Usually when the kids arrive home after being away, we enjoy a brief honeymoon period: they are engaged, chatty, appreciative, helpful and pleasant. Not this time. My 16-year-old daughter returned yesterday after four weeks of being a junior counselor at a YMCA girls’ sleepaway camp–the very one I attended as a child 35 years ago–and she clearly was not happy to be home. She was unusually distant and short with us, though she was reasonably cheerful with her brother and sister.
I was surprised by how much her remoteness bothered me. Certainly it was out of character; usually she is open, sweet and communicative. Even when I tried to engage her by asking questions, she shut down. I asked her if she was irritated at me and she said, in an irritated voice, “Why would I be irritated at you?” Because I represent home and authority? Because I am not your camp friends? Because I still think of Camp Mohawk partly as “mine” and you think it’s entirely “yours”? Then I asked her if she was still in the “camp zone” and she said “Yes” before retreating to her room to turn up the music a little louder.
I distinctly remember the letdown of coming home after four liberating weeks at camp or–even more acutely–after a semester of college, feeling hemmed in by my parents’ rules, the thin walls of our house, the return to family routines and responsibilities. It should have made me sympathetic to my daughter’s homecoming experience, but it didn’t. Instead, I felt how I imagine my mother used to feel: unappreciated, extraneous, disconnected, annoyed.
I realized, watching “The Wizard of Oz” later that evening with my 9 year-old, that it’s all part of my displacement as the great and powerful wizard. She’s pulling back the curtain, not necessarily because of anything I did, but because she’s ready to. Being away from home makes you see your family in a stark, new light, and while that can make you appreciate them more, it also highlights their limitations–and your own strengths. I have begun to notice my competence outstripped by that of my teenagers in several ways, mostly involving technology. But even when my 13-year-old son and I hiked Mt. Washington a few weeks ago, I was surprised by how abruptly we had shifted roles: instead of my waiting for him and urging him on, as I would have done a few short years ago, he was the one waiting for me at every fork in the path and offering me his hiking poles when the rocks got slippery.

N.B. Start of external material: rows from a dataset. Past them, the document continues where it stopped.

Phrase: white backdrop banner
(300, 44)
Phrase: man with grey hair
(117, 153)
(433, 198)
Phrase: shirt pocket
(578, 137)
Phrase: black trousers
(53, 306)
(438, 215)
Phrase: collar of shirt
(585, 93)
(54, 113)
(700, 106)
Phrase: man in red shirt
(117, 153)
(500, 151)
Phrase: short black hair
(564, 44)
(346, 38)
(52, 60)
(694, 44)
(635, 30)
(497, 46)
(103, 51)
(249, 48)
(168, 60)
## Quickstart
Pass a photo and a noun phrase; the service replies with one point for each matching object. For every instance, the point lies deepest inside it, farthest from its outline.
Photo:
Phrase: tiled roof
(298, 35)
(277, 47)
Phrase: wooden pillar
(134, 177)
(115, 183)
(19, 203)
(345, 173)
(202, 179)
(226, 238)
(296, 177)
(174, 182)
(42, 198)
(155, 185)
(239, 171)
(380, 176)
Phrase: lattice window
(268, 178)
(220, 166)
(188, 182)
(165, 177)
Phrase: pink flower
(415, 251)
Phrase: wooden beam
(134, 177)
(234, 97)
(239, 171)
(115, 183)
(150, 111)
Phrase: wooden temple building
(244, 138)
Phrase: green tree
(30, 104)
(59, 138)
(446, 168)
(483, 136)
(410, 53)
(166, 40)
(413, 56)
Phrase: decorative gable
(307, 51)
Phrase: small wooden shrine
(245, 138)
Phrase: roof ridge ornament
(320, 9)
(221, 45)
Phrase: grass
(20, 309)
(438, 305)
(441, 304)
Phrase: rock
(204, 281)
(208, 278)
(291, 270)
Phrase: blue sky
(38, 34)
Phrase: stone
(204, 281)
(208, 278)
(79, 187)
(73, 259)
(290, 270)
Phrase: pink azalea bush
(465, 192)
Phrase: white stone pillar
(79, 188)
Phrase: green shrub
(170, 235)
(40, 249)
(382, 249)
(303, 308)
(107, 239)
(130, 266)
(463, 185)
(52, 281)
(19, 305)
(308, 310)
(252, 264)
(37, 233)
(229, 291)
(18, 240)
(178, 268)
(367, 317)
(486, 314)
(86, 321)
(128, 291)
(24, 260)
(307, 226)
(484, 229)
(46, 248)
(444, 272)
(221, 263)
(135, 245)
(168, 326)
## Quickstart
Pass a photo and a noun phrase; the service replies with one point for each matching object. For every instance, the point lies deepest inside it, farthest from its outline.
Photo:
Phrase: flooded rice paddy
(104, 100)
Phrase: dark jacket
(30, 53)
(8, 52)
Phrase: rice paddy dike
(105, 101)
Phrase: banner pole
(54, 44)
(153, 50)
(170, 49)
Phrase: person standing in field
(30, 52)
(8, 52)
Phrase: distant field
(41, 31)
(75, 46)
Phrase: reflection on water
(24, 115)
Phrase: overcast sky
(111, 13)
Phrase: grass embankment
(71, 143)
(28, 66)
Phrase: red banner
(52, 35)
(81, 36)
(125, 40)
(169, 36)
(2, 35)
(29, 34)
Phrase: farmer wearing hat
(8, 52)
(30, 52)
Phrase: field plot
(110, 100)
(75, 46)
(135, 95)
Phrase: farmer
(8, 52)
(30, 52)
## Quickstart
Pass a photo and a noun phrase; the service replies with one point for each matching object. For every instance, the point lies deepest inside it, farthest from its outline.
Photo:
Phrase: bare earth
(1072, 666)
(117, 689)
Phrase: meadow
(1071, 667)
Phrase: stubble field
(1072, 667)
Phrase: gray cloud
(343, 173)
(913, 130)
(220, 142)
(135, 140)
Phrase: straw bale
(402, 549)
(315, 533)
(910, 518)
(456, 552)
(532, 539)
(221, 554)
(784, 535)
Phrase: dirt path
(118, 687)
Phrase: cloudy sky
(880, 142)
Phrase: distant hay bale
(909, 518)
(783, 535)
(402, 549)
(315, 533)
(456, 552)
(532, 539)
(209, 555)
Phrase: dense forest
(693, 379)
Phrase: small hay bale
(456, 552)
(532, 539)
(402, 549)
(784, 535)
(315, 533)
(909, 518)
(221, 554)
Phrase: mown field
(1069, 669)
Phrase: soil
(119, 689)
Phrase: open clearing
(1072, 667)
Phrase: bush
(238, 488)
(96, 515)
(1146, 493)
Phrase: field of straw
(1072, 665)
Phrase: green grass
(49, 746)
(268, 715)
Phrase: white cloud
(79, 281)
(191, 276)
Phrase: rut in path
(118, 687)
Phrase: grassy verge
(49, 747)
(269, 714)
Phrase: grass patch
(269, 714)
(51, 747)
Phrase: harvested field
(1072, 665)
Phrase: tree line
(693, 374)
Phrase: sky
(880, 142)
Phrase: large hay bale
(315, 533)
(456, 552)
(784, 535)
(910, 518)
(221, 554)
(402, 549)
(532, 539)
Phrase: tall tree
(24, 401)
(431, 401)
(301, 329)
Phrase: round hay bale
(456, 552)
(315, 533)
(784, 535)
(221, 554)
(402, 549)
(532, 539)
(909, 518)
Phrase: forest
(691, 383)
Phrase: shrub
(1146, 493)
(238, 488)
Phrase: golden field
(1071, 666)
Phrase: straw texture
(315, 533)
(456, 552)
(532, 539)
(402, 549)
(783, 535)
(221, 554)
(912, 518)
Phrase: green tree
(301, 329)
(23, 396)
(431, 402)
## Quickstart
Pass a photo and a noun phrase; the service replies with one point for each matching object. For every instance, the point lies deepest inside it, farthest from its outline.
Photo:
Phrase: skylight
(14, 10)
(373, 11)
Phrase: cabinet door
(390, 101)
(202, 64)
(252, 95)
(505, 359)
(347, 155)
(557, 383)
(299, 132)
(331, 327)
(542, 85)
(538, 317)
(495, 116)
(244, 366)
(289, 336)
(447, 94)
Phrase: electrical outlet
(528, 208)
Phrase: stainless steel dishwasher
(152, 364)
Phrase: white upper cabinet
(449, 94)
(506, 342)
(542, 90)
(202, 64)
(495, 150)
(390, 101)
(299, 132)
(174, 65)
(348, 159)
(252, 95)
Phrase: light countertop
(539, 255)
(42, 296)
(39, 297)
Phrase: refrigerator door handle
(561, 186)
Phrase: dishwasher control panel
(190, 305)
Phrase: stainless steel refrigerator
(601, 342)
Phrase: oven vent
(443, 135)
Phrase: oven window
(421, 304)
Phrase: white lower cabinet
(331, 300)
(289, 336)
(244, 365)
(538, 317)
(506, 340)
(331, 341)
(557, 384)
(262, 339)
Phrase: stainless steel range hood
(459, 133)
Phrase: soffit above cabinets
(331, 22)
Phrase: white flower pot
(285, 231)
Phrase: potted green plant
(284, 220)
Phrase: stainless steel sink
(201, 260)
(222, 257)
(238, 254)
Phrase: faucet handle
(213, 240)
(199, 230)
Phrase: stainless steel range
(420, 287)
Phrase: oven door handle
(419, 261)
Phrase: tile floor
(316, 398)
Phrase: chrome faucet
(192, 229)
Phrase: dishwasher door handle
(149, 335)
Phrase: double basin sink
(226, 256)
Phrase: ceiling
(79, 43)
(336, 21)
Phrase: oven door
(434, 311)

I have heard people say that the worst summer they ever had with their teenager was right before he or she left for college. This makes evolutionary sense to me: fighting over everything from curfews to laundry to car privileges is nature’s way of preparing both parent and child for the separation. I guess we’re just getting a head start.
It would be better if kids could “grieve” their summer in a hiatus, somewhere between camp and home. But of course, they have to do it under our watchful eyes in the semi-privacy of their own bedrooms. But when their other friends begin returning home and they find routine with their siblings once again, they are finally home, as we remembered them. I spent part of last night helping Max make a photo album of his “summer of a lifetime” in Europe and Israel. He showed me his captions, some of which were inside jokes among his mob, and the amazing place he had been. Though it was truly his experience alone, and it was over several weeks ago, he will let it percolate through to the rest of us in little ways and with that, our family will seem a little bigger.
Well said, Andi! I love the idea of them stopping in some sort of halfway house to grieve their summer experiences before they show up on our doorsteps…
Sue, you always capture the universal experiences of parenthood in ways that make it possible to laugh at them and enjoy them for what they are (even if they’re sometimes painful). I know just what you mean about shifting roles. When the kids learn to drive we become, for all practical purposes, superfluous – and they’re so quick to point out when we make a mistake or break the rules they learned in driver’s ed!
Thanks, Susannah! I’ve become much more attuned to the rules of the road myself…
Relatable piece, Sue. I should bite my tongue for saying this, but I’m grateful kids today have Facebook to stay in touch with camp friends and help ease the transition home.
An old friend (who I met one summer long ago) mentioned this blog entry and so I looked – couldn’t believe it when I saw that your camp was Mohawk!! Mine, too. I’ve never ‘met’ another adult who went there. I loved it so much. I wish I had a daughter, if only so that she could go there too (and I could visit!) I totally remember that in between camp and home feeling. You capture it well.
Laura, thanks so much for responding; what years were you there?